Suspended high above the atrium of the MIT Museum, a vast, netted sculpture by Janet Echelman invites visitors to look up and think forward. Titled Remembering the Future, the installation transforms complex climate data into a luminous, immersive work that merges art, science, and engineering.
Unveiled in September 2025, the monumental piece stretches across the museum’s lobby as a canopy of braided fibers in shifting hues of blue and orange. By day, natural light filters through the layered netting, while at night, programmed illumination activates the piece, casting soft, atmospheric reflections throughout the space.
Rather than relying on abstract form alone, Remembering the Future is directly informed by scientific research. The installation draws on climate datasets that track atmospheric carbon dioxide levels, global temperature shifts, and ocean circulation patterns from the last ice age—roughly 20,000 years ago—to projected future scenarios based on current emissions trajectories.
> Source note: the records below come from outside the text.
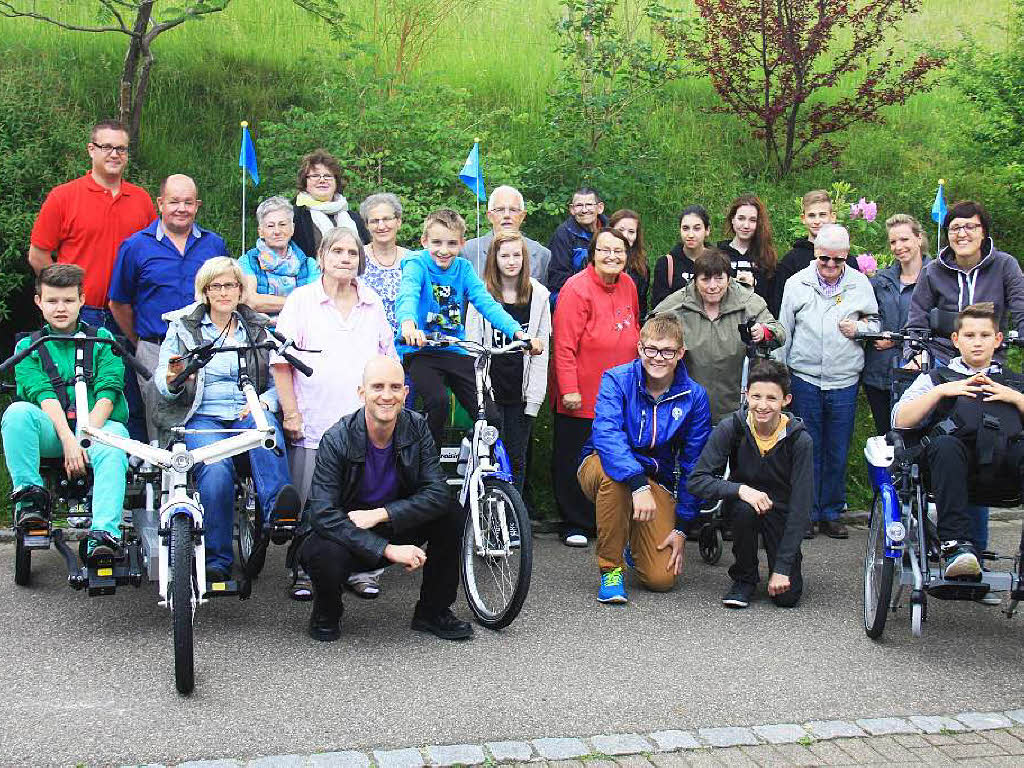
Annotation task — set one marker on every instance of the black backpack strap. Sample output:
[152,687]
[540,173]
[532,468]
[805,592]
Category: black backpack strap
[50,369]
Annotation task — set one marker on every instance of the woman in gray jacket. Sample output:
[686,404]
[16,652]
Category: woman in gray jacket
[824,305]
[711,308]
[519,382]
[893,288]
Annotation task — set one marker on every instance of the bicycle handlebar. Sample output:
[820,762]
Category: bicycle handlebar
[202,354]
[440,340]
[118,347]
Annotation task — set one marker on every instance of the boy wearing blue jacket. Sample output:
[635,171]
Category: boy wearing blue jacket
[436,286]
[650,423]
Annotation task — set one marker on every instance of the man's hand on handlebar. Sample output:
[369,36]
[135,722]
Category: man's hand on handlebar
[174,367]
[412,335]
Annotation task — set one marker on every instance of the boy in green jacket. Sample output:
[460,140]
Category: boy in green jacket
[38,425]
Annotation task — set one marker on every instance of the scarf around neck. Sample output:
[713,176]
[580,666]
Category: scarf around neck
[327,215]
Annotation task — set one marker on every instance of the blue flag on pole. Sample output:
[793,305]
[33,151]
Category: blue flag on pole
[939,206]
[471,175]
[247,156]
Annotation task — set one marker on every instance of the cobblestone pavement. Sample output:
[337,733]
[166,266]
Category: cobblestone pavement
[991,738]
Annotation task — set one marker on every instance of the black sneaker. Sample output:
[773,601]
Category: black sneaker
[961,559]
[738,595]
[444,625]
[33,505]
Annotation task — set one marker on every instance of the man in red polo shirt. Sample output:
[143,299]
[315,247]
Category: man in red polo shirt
[84,221]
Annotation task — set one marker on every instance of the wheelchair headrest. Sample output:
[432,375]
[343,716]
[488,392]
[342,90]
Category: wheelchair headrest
[942,322]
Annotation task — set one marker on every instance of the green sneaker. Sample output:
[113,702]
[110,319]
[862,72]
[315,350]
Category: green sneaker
[612,590]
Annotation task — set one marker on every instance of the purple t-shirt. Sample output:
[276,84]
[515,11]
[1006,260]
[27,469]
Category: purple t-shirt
[380,477]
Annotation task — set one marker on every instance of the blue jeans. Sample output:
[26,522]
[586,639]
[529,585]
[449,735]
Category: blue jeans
[216,483]
[133,395]
[828,416]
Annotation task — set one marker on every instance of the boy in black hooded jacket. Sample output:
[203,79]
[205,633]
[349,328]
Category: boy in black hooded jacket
[770,489]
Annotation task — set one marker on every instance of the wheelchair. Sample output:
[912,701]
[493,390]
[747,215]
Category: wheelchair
[903,547]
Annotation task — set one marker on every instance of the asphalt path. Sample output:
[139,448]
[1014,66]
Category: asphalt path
[90,680]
These datasets, commonly used in climate modeling, are translated into the sculpture’s curvature, density, and spatial layering.
Working alongside architect and MIT professor Caitlin Mueller and climate scientist Raffaele Ferrari, Echelman transformed this research into a three-dimensional textile form. Ferrari’s work in physical oceanography, particularly his studies of how heat and carbon move through the ocean, helped inform the piece’s representation of interconnected global systems. The result is both visually delicate and conceptually weighty, functioning as a physical timeline of Earth’s climate history and a speculative map of what lies ahead.
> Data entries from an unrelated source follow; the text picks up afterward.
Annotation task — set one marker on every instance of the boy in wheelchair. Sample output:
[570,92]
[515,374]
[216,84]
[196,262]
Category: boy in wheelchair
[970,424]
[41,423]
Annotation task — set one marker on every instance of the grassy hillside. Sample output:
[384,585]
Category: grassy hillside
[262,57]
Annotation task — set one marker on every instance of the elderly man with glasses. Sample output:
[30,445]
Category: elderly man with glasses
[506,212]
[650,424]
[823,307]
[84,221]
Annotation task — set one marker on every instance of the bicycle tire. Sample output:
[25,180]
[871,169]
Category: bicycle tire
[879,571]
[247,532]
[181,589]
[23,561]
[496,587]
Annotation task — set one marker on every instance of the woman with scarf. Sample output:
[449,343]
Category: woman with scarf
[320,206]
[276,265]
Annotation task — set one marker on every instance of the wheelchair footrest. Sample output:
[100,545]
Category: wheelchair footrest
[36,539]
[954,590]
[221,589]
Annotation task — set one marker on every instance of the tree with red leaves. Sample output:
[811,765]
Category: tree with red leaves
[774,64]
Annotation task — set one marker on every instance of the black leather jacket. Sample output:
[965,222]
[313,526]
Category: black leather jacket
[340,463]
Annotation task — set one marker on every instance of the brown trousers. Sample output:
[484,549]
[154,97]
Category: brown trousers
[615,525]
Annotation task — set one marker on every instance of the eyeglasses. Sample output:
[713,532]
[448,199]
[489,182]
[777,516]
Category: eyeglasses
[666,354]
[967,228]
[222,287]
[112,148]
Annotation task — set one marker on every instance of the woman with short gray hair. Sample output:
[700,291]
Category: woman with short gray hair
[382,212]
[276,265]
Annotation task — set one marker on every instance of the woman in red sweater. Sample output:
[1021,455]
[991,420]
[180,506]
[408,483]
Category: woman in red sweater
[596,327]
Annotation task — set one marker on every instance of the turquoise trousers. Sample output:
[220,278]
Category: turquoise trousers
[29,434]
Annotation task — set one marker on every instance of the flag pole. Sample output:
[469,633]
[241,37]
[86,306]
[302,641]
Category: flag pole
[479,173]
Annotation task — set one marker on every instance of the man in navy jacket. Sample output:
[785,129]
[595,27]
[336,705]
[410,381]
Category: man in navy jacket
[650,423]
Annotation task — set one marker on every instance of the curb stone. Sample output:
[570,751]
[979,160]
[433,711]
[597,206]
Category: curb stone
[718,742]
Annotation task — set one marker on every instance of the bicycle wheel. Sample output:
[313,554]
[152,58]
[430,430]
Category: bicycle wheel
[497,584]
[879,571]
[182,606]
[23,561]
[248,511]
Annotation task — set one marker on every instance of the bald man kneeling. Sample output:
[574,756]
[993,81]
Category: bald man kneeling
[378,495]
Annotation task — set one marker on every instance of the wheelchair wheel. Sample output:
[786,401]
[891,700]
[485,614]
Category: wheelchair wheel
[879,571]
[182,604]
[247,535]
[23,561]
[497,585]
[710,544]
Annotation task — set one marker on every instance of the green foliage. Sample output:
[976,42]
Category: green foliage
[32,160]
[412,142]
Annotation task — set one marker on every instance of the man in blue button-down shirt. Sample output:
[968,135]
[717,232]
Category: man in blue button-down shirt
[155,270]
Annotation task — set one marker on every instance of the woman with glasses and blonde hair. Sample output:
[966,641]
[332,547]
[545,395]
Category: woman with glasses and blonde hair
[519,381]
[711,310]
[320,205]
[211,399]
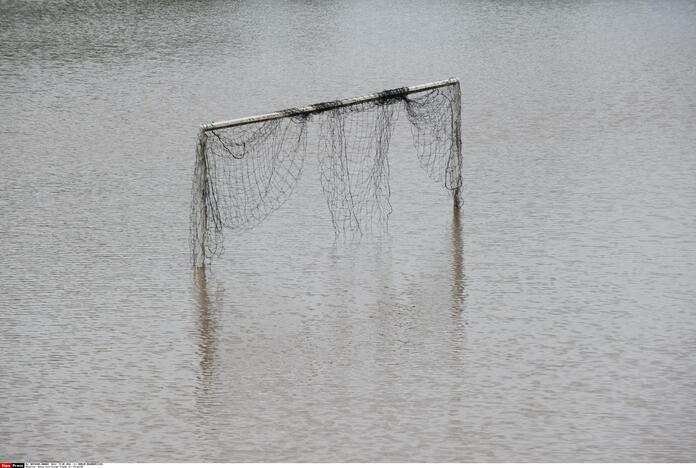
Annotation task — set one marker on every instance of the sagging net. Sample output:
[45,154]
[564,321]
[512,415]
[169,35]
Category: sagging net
[244,173]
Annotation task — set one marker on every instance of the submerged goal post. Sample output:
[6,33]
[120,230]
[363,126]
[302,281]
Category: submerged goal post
[246,168]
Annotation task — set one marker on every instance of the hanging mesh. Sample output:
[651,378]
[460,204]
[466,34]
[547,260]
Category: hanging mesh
[245,172]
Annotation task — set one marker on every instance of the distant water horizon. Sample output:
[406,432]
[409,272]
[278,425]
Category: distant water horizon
[553,319]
Color plays a key role in communicating this narrative. Cooler tones correspond to glacial periods and lower atmospheric carbon concentrations, while warmer hues reflect rising global temperatures and higher greenhouse gas levels associated with industrialization and future projections. Subtle shifts in the net’s elevation and tension also mirror thresholds identified in climate science, such as tipping points in ice melt or ocean circulation.
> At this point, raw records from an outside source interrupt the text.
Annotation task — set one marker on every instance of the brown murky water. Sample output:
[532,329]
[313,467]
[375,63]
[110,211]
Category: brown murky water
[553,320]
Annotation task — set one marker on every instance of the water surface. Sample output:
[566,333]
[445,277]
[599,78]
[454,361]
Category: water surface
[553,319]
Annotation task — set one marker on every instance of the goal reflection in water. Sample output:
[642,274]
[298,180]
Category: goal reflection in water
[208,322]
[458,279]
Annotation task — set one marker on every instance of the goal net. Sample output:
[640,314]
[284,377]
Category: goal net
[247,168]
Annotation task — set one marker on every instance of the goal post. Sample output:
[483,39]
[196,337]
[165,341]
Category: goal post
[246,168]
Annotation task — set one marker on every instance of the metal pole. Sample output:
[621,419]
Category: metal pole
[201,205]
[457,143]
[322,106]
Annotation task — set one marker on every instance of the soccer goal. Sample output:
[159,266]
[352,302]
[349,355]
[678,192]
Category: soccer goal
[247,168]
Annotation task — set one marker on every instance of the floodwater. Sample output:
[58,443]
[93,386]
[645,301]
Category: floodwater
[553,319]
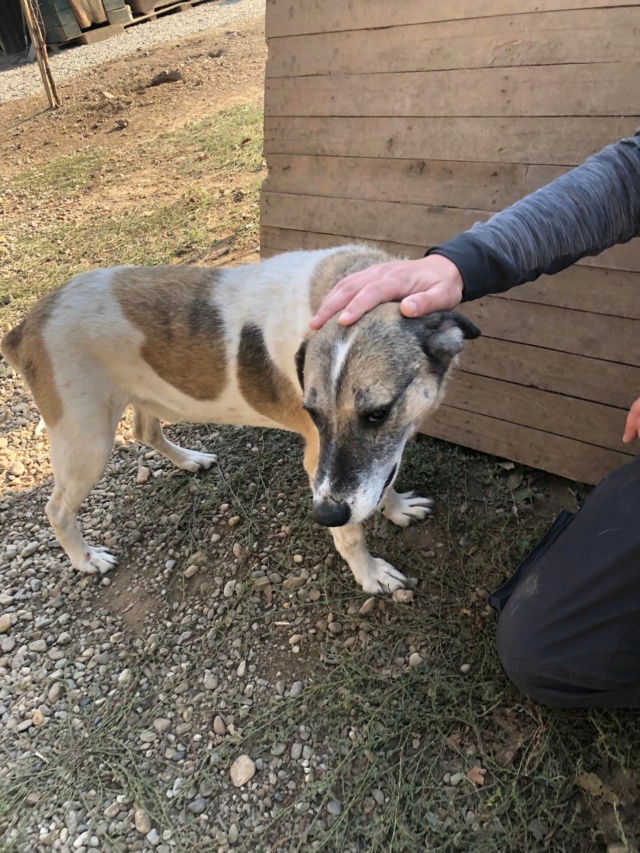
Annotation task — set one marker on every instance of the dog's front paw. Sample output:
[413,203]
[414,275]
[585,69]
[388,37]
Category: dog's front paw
[193,460]
[402,509]
[95,561]
[382,577]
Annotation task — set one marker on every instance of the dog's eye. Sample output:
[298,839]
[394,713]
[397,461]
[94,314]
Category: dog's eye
[377,416]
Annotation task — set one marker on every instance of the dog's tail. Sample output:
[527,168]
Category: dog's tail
[10,345]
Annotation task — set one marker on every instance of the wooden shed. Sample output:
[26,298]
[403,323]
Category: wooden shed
[406,122]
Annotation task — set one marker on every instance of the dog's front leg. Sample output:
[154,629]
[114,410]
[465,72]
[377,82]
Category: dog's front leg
[372,573]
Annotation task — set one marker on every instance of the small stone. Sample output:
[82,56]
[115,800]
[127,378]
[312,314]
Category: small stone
[112,811]
[142,821]
[296,689]
[334,808]
[152,837]
[242,771]
[142,476]
[403,596]
[368,606]
[55,691]
[198,806]
[148,737]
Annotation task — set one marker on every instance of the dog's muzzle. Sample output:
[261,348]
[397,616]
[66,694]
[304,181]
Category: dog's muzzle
[331,514]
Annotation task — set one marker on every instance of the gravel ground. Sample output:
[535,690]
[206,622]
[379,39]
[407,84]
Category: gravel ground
[22,82]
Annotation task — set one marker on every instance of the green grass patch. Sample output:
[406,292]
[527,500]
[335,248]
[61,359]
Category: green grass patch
[70,174]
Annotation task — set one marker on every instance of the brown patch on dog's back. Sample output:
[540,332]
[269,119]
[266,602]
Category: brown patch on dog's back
[265,387]
[339,265]
[183,330]
[24,349]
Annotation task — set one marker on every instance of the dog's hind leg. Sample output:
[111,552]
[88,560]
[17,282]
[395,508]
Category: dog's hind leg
[147,429]
[405,508]
[373,574]
[80,448]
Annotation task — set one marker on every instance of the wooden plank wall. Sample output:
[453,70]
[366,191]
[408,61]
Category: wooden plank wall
[405,123]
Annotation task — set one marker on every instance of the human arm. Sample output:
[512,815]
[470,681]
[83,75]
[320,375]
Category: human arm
[581,213]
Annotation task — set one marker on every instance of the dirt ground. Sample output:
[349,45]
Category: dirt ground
[230,628]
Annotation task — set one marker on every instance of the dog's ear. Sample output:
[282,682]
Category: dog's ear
[442,334]
[300,359]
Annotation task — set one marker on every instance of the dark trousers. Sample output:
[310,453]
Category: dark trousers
[569,618]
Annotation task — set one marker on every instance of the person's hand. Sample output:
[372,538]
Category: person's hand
[429,284]
[632,427]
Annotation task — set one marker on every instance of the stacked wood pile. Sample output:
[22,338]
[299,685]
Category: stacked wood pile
[405,123]
[68,19]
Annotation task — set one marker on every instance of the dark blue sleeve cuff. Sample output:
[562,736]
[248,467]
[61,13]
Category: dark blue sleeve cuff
[483,271]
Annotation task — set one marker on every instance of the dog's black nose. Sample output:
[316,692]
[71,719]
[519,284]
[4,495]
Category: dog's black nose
[331,514]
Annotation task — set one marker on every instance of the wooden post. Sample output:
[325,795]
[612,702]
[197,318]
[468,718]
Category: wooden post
[39,47]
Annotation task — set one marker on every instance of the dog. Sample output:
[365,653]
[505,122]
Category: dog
[233,346]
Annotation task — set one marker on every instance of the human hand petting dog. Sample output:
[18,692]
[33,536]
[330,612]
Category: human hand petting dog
[632,427]
[421,286]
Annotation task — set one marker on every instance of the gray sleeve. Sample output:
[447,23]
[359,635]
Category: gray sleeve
[581,213]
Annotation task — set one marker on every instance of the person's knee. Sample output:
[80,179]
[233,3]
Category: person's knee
[526,661]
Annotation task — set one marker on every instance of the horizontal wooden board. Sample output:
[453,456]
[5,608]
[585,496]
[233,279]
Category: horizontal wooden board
[403,224]
[592,423]
[552,38]
[554,453]
[295,17]
[582,333]
[604,89]
[583,288]
[559,141]
[482,186]
[549,370]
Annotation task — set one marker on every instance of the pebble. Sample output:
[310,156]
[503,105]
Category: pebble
[368,606]
[403,596]
[142,821]
[296,689]
[242,770]
[199,805]
[143,475]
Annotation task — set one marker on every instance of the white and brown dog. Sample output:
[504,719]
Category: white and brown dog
[232,346]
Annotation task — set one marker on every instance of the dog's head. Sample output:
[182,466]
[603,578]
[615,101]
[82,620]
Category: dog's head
[367,388]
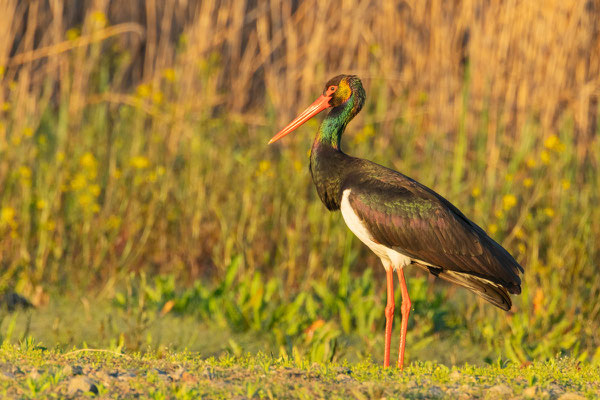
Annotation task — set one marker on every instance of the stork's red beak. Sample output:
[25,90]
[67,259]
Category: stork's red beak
[319,105]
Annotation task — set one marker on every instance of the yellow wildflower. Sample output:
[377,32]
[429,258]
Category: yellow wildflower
[100,18]
[7,216]
[50,225]
[143,90]
[85,200]
[551,141]
[264,166]
[139,162]
[157,97]
[25,173]
[169,74]
[87,160]
[508,201]
[113,222]
[78,182]
[95,190]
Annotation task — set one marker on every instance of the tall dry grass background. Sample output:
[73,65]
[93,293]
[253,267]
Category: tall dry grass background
[132,137]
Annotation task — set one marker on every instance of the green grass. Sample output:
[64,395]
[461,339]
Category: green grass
[29,370]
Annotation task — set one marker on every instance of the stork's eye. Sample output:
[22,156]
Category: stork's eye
[331,89]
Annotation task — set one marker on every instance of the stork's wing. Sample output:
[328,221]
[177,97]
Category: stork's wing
[411,218]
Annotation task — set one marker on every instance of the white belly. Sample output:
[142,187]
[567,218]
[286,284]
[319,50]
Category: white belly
[389,256]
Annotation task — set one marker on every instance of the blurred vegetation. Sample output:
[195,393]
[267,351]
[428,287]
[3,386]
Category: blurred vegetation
[133,144]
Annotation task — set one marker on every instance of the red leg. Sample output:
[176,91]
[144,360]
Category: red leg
[405,309]
[389,315]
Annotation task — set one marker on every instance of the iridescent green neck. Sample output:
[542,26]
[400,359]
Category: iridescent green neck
[331,130]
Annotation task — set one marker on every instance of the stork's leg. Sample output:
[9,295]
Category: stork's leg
[389,315]
[405,309]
The installation is also a feat of structural innovation. Developed in collaboration with the MIT Digital Structures research group, the piece uses computational design tools typically applied in architecture and engineering. These tools simulate how flexible materials respond to forces like gravity and wind, allowing the sculpture to maintain stability while appearing almost weightless.
Despite its massive scale, the sculpture floats effortlessly, an effect achieved through precisely calibrated tension and anchoring systems. Visitors can further explore these principles through an interactive digital component, where they can manipulate a virtual version of the net and see how changes in force and structure ripple across the entire form, echoing the interconnectedness of climate systems themselves.
More than a visual spectacle, Remembering the Future is designed as an emotional and intellectual experience. By transforming data into something tangible and immersive, Echelman encourages viewers to engage with climate science not as distant information, but as a lived and shared reality that continues to evolve.
The installation anchors the museum’s broader “TIME” program, a season dedicated to exploring how art and science can reshape our understanding of temporal change.
On view through fall 2027, the work remains free and open to the public, offering an accessible space for reflection on the interconnected systems that shape our planet and the choices that will define its future.
A woven sculpture suspended inside MIT Museum transforms climate data into an immersive installation.



Developed through a collaboration between artists, engineers, and scientists, the piece visualizes Earth’s past and projected environmental futures through shifting color and form.



The installation invites visitors to reflect on climate change and humanity’s role in shaping what comes next.